Another challenge for Tesla in India is the country’s high import duty structure. Currently, cars priced above $40,000 (₹33 lakh) attract a 110% import duty, while those below $40,000 face a 60% duty. While the Indian government has proposed a reduction in duties for automakers investing in local manufacturing, Tesla would still need to invest ₹4,100 crore ($541 million) and produce at least 8,000 units annually to qualify for the benefits. Despite Tesla’s plans to introduce a more affordable model in India, CLSA believes it will still be priced at a premium compared to domestic EVs. Even after duty reductions, Tesla’s pricing is expected to remain 20-50% higher than Indian electric models such as the MG ZS EV, Hyundai Kona, Tata Nexon EV, and Mahindra XUV.e series.
While Tesla’s entry into India has been met with high expectations, CLSA remains skeptical about its immediate impact on Indian automakers. Even if Tesla manages to launch a model in the ₹25 lakh range, it will still compete with well-established domestic brands that have built a strong presence in the EV segment. Additionally, factors such as local manufacturing efficiencies, extensive dealership networks, higher affordability, and better resale value will continue to favor Indian automakers over Tesla.
The report also provided insights into India’s BEV penetration, which currently stands at 2.4%, significantly lower than China (~30%) and the U.S. (~9.5%). Even with government incentives and improving EV infrastructure, CLSA forecasts that India’s BEV penetration will only rise to 6% by FY28 and 2.5% by FY30. Assuming Tesla captures 10-20% of India’s BEV market, its overall share in the Indian automobile sector would still be less than 2%, highlighting that its impact on the industry will be minimal in the near term.

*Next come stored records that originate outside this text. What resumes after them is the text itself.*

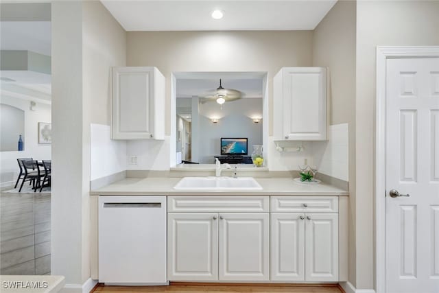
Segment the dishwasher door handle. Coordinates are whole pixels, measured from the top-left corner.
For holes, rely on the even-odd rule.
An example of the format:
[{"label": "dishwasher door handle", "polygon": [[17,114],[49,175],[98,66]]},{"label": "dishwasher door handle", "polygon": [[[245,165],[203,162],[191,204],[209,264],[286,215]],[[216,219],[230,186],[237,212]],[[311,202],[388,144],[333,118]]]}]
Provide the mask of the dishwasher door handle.
[{"label": "dishwasher door handle", "polygon": [[104,208],[161,208],[161,202],[104,202]]}]

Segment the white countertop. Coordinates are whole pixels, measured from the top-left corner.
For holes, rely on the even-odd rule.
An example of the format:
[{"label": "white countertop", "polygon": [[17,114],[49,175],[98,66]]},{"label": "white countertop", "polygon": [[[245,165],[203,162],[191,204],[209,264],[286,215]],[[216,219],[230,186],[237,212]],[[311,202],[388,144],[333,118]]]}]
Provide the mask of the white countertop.
[{"label": "white countertop", "polygon": [[64,286],[63,276],[0,276],[0,292],[55,293]]},{"label": "white countertop", "polygon": [[305,185],[292,178],[255,178],[262,190],[181,191],[174,189],[180,178],[127,178],[92,190],[92,196],[347,196],[348,191],[327,184]]}]

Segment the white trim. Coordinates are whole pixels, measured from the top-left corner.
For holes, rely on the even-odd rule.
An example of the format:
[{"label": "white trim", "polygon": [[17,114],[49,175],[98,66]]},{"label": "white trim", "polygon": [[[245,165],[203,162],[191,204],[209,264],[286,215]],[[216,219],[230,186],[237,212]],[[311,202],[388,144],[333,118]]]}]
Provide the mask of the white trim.
[{"label": "white trim", "polygon": [[[11,181],[5,181],[5,182],[1,182],[0,183],[0,188],[1,189],[6,189],[8,187],[10,187],[11,189],[14,189],[14,185],[15,185],[15,180],[11,180]],[[8,189],[5,189],[5,190],[8,190]]]},{"label": "white trim", "polygon": [[356,289],[349,281],[341,282],[340,285],[346,293],[375,293],[375,290],[372,289]]},{"label": "white trim", "polygon": [[385,292],[385,62],[388,58],[439,58],[439,46],[377,47],[375,178],[377,293]]},{"label": "white trim", "polygon": [[97,283],[97,280],[88,278],[84,284],[66,284],[61,290],[62,293],[89,293]]}]

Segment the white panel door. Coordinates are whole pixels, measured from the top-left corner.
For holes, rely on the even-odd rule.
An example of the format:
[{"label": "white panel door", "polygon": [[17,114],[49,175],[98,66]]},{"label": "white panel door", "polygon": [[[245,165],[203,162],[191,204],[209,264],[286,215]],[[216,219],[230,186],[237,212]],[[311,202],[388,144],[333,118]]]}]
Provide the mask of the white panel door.
[{"label": "white panel door", "polygon": [[327,139],[327,69],[287,67],[283,71],[283,135]]},{"label": "white panel door", "polygon": [[386,109],[386,292],[437,293],[439,59],[388,59]]},{"label": "white panel door", "polygon": [[168,213],[168,279],[218,279],[218,215]]},{"label": "white panel door", "polygon": [[220,213],[220,281],[270,279],[269,214]]},{"label": "white panel door", "polygon": [[305,281],[305,216],[272,213],[271,279]]},{"label": "white panel door", "polygon": [[305,281],[338,281],[338,214],[305,215]]}]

Despite the excitement around Tesla’s entry, CLSA does not see the company posing a major competitive threat to Mahindra & Mahindra or other Indian automakers anytime soon. Tesla’s high costs due to import duties, the need for local production investment, and its premium pricing position make it unlikely to achieve significant market penetration in India in the short term. The report reaffirmed that Mahindra, Tata Motors, and Hyundai are well-positioned to maintain their dominance in the Indian EV market, offering better value, competitive pricing, and established brand trust among Indian consumers.